Lastly, I had the hurdle of my learned thinking patterns, self-worth, confidence and the belief that I was the cause of all that was wrong.
These hurdles were paralysing and robbed me of 17 years of life.
So, what I wish I had done differently.
1. Taken very seriously his unwillingness to buy me an engagement ring or even discuss it.
2. Asked him directly why his former fiancé left him when most of their wedding was booked and planned ...and persisted until I had a satisfactory answer.
3. Asked his friends if they knew why she left.
4. Asked him...
Why he was sectioned and spent months in a Mental Hospital.
Why he received electric shock treatment and what his diagnosis was.
Waited for a satisfactory answer.
Why he was sectioned and spent months in a Mental Hospital.
Why he received electric shock treatment and what his diagnosis was.
Waited for a satisfactory answer.
5. Asked his friends the same question and waited for a suitable answer too.
6. Listened to my internal disquiet when he tried to have sex with me the night we got engaged when I knew Christians weren't supposed to before marriage. We did not have sex while we were dating.
7. With reference to the previous point - I wish I had said 'no' earlier when I knew I wasn't ready and didn't want to.
8. Asked him why it was odd and awkward when he took me to see his parents on our first weekend together as a couple. Nobody spoke to each other. His parents stood against the cooker and looked at their feet. We weren't invited to sit and chat. No cup of tea. I was too shy to speak in that situation and he and his parents seemed not to know or even like each other.

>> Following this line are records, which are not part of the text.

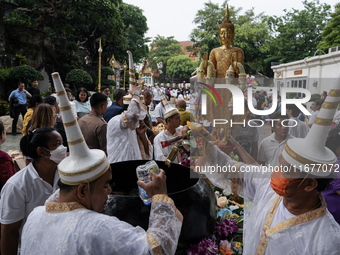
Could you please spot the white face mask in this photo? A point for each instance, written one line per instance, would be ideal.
(58, 154)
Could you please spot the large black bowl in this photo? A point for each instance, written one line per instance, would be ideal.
(192, 195)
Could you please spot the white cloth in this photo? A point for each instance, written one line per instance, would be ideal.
(336, 118)
(317, 234)
(313, 117)
(162, 153)
(56, 231)
(246, 136)
(109, 102)
(122, 144)
(254, 102)
(156, 95)
(300, 130)
(159, 111)
(22, 193)
(270, 149)
(74, 108)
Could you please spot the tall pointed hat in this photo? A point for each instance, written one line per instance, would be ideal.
(169, 110)
(309, 154)
(83, 165)
(132, 80)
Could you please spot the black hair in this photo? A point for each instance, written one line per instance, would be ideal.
(103, 88)
(333, 139)
(319, 102)
(82, 90)
(2, 127)
(35, 99)
(295, 110)
(118, 94)
(51, 100)
(97, 99)
(277, 115)
(30, 142)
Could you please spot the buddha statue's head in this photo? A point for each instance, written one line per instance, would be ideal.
(227, 31)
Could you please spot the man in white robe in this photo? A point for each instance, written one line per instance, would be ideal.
(301, 129)
(285, 214)
(70, 222)
(126, 135)
(172, 129)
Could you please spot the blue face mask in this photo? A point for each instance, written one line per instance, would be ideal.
(58, 154)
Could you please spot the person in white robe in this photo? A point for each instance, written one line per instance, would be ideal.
(301, 128)
(173, 129)
(284, 214)
(70, 222)
(126, 134)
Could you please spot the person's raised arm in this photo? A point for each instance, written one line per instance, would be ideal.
(165, 220)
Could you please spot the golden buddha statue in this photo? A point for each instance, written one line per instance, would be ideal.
(226, 55)
(224, 65)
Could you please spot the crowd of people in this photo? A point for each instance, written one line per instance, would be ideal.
(123, 130)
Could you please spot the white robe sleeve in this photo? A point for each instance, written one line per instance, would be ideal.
(165, 225)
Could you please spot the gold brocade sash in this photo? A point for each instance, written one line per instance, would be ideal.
(303, 218)
(141, 147)
(176, 134)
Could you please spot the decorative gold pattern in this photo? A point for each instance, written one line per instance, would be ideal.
(303, 160)
(88, 180)
(59, 93)
(53, 207)
(303, 218)
(330, 105)
(322, 121)
(127, 122)
(70, 124)
(165, 199)
(65, 108)
(85, 171)
(156, 248)
(334, 93)
(80, 140)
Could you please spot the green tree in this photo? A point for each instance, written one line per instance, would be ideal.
(331, 33)
(298, 32)
(181, 67)
(25, 74)
(162, 49)
(78, 78)
(251, 33)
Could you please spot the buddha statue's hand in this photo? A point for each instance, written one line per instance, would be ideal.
(156, 186)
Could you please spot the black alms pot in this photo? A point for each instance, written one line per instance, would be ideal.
(192, 195)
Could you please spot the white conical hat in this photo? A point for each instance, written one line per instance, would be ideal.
(309, 154)
(83, 165)
(169, 110)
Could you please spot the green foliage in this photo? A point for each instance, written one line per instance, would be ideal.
(162, 49)
(25, 73)
(181, 67)
(22, 59)
(106, 70)
(5, 74)
(298, 32)
(4, 107)
(78, 78)
(251, 33)
(331, 33)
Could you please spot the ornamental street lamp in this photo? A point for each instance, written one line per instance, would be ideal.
(100, 50)
(124, 67)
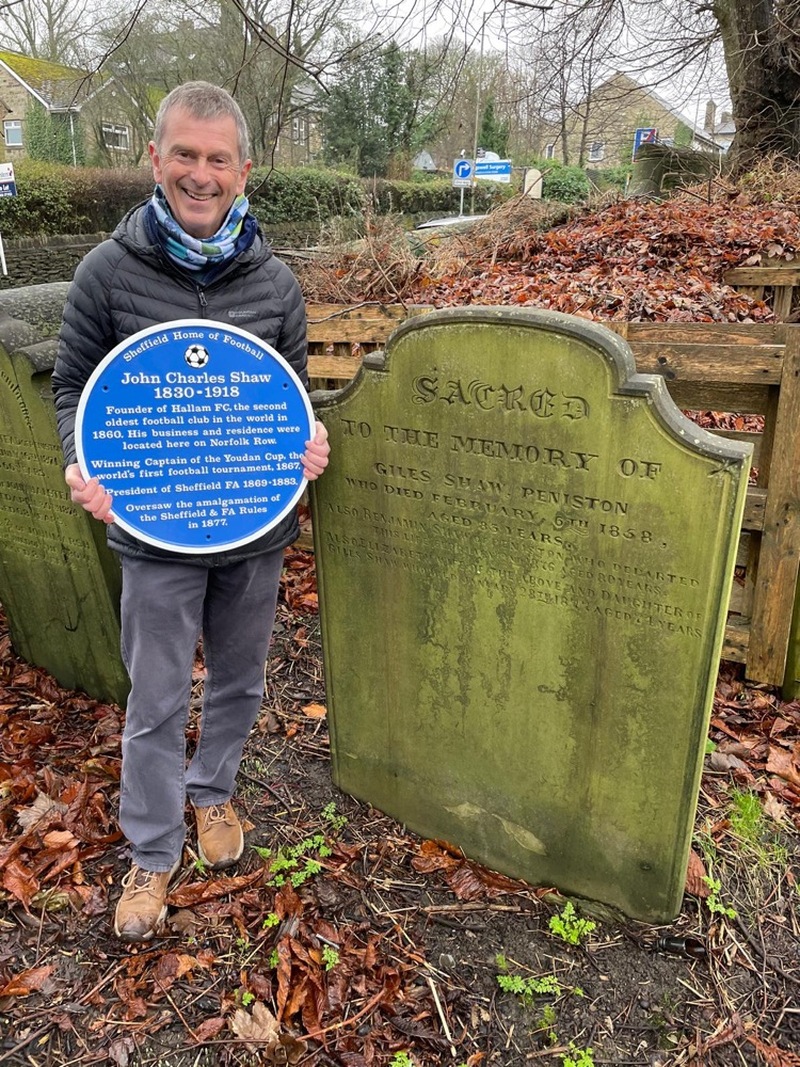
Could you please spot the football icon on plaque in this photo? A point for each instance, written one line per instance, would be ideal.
(196, 430)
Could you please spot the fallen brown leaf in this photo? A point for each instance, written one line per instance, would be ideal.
(694, 877)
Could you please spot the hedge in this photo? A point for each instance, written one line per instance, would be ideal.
(56, 200)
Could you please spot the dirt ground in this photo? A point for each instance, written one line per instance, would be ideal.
(353, 942)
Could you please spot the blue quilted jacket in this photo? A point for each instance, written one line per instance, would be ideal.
(127, 284)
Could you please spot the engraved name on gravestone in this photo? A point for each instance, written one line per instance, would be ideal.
(196, 430)
(525, 553)
(59, 584)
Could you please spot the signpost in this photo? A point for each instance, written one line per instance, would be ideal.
(463, 176)
(8, 185)
(196, 429)
(494, 170)
(8, 188)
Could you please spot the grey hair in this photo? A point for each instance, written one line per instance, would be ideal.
(203, 100)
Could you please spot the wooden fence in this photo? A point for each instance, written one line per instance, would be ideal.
(746, 368)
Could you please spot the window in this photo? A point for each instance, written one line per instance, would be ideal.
(13, 132)
(115, 137)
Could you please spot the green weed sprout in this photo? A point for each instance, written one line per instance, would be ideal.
(527, 989)
(330, 956)
(577, 1057)
(570, 927)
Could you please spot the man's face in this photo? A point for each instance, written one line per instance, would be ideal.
(198, 169)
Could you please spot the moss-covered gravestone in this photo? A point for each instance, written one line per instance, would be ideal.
(59, 583)
(524, 554)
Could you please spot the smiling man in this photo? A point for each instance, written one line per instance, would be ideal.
(192, 251)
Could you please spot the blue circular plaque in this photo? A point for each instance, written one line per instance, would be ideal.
(196, 430)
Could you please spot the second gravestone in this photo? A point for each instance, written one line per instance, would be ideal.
(525, 553)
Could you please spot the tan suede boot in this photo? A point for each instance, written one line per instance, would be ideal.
(220, 837)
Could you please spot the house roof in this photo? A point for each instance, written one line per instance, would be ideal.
(53, 84)
(627, 83)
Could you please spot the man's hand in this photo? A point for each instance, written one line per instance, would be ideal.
(315, 458)
(90, 494)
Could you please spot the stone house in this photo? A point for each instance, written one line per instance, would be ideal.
(96, 121)
(600, 132)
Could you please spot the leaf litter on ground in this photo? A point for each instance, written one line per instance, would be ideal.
(344, 939)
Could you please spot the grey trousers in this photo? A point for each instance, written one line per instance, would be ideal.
(164, 608)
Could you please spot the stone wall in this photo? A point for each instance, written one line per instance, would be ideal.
(34, 260)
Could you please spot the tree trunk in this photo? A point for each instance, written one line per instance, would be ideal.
(762, 47)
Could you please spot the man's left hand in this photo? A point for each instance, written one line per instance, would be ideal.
(315, 458)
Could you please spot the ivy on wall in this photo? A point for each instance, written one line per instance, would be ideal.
(53, 137)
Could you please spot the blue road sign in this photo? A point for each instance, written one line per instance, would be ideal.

9. I wish I had not had the blind faith that I had made the right decision to marry him; believing that God would 'make it right'. I was berating myself for having so little faith, even though I had such blind faith.
10. I wish that I had been able to step back from the blind faith situation and see that the very necessity for blind faith was in itself a red flag.
Finally
Please listen to your intuition and instinct. Don't ignore things that don't seem right. They may be red flags. Have the confidence to name what is wrong and be direct in raising it with your partner.
I am in a new relationship just now and I have been for 18 months. I have a new awareness of what is and isn't right within a relationship, and so does my partner. We call out and name anything that needs talking about. Naming something and putting it on the table is very powerful and kind in the longer term. Holding it, worrying about it, wondering about it and then resenting it is harmful. If you can not put it on the table because your partner won't talk about things or it is not physically or emotionally safe to do so, then this in itself might be a red flag to address. My ex husband would not talk about anything. He would stand and watch me cry, turn silently on his heel and walk away. Those things causing concern or those little niggles will likely never go away. They will come again in the same form or different - stemming from the same fundamental problem. Please don't get married hoping that it'll all work out in the end or marry in the belief that God will sort it out or that it'll be OK once you've sorted yourself and your shortcomings out.